Advanced Mini-Batching with JAX
================================

The creation of mini-batching is crucial for letting the training of a deep learning model scale to huge amounts of data.
Instead of processing examples one-by-one, a mini-batch groups a set of examples into a unified representation where it can efficiently be processed in parallel.
In the image or language domain, this procedure is typically achieved by rescaling or padding each example into a set to equally-sized shapes, and examples are then grouped in an additional dimension.
The length of this dimension is then equal to the number of examples grouped in a mini-batch and is typically referred to as the :obj:`batch_size`.

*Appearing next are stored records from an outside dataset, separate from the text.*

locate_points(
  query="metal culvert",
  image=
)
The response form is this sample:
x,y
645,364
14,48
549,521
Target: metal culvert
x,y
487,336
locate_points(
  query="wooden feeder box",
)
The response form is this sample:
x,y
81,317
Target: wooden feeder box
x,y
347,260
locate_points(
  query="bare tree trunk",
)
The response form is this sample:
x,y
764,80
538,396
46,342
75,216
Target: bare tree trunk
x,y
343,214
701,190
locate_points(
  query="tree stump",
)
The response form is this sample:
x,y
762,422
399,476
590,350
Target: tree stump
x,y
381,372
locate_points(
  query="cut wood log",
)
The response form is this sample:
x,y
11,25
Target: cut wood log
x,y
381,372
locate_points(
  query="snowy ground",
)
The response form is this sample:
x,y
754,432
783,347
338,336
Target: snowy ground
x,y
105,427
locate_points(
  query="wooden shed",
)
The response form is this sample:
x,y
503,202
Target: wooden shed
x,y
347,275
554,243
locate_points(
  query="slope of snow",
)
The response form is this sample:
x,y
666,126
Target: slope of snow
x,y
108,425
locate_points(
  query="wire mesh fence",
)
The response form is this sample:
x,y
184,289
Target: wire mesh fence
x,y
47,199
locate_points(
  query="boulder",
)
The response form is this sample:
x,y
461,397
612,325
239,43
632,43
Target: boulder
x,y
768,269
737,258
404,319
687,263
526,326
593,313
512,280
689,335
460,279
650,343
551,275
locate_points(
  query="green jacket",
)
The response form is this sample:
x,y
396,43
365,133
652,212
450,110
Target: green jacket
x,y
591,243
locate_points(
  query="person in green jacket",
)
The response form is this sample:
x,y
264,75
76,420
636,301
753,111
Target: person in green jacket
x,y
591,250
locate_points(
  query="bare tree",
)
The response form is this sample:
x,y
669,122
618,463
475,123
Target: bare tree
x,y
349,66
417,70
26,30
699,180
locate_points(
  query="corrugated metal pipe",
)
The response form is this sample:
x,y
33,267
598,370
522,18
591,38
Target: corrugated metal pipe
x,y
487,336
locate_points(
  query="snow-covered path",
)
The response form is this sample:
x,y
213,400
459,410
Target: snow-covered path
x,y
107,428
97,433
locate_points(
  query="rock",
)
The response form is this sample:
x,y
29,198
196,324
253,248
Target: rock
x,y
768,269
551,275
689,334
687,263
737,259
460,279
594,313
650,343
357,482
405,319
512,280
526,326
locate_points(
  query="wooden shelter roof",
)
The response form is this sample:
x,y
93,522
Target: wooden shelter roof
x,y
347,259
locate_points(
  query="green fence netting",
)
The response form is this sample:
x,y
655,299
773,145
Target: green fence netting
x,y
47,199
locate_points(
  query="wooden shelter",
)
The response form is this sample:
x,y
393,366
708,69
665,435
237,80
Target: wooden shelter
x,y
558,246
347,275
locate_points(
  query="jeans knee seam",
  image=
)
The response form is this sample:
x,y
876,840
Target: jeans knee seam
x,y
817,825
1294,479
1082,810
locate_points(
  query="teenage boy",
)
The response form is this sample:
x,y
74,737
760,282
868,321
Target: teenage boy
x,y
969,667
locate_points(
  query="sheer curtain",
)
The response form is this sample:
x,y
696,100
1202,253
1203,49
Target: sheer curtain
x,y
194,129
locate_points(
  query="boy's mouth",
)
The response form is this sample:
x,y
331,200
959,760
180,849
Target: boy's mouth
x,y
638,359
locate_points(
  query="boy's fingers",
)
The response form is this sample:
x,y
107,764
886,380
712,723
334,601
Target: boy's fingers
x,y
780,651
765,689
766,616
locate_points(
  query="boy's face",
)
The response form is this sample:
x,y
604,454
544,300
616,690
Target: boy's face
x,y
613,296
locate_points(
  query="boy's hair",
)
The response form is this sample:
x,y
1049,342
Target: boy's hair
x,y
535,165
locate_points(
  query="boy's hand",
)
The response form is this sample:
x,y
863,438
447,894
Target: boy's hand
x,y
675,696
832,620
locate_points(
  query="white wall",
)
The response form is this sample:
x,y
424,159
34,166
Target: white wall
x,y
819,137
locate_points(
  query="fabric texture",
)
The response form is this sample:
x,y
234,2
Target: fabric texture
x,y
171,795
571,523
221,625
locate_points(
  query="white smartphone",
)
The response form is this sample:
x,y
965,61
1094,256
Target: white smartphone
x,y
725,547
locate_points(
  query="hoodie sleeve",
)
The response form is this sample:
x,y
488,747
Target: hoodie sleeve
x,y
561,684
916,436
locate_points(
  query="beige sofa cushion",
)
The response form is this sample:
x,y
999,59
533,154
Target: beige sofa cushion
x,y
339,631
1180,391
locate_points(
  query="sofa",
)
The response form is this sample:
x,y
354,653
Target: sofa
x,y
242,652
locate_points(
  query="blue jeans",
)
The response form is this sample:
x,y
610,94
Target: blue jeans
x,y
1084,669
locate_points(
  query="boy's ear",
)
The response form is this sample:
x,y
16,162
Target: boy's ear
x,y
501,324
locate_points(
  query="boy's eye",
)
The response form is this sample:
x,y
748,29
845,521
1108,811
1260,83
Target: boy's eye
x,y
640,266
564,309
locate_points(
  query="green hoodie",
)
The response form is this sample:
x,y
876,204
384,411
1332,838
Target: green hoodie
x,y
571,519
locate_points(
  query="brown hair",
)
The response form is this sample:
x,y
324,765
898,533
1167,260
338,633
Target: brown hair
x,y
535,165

Since graphs are one of the most general data structures that can hold *any* number of nodes or edges, the two approaches described above are either not feasible or may result in a lot of unnecessary memory consumption.
In **JraphX**, we adopt the same approach as PyTorch Geometric to achieve parallelization across a number of examples.
Here, adjacency matrices are stacked in a diagonal fashion (creating a giant graph that holds multiple isolated subgraphs), and node and target features are simply concatenated in the node dimension, *i.e.*

.. math::

    \mathbf{A} = \begin{bmatrix} \mathbf{A}_1 & & \\ & \ddots & \\ & & \mathbf{A}_n \end{bmatrix}, \qquad \mathbf{X} = \begin{bmatrix} \mathbf{X}_1 \\ \vdots \\ \mathbf{X}_n \end{bmatrix}, \qquad \mathbf{Y} = \begin{bmatrix} \mathbf{Y}_1 \\ \vdots \\ \mathbf{Y}_n \end{bmatrix}.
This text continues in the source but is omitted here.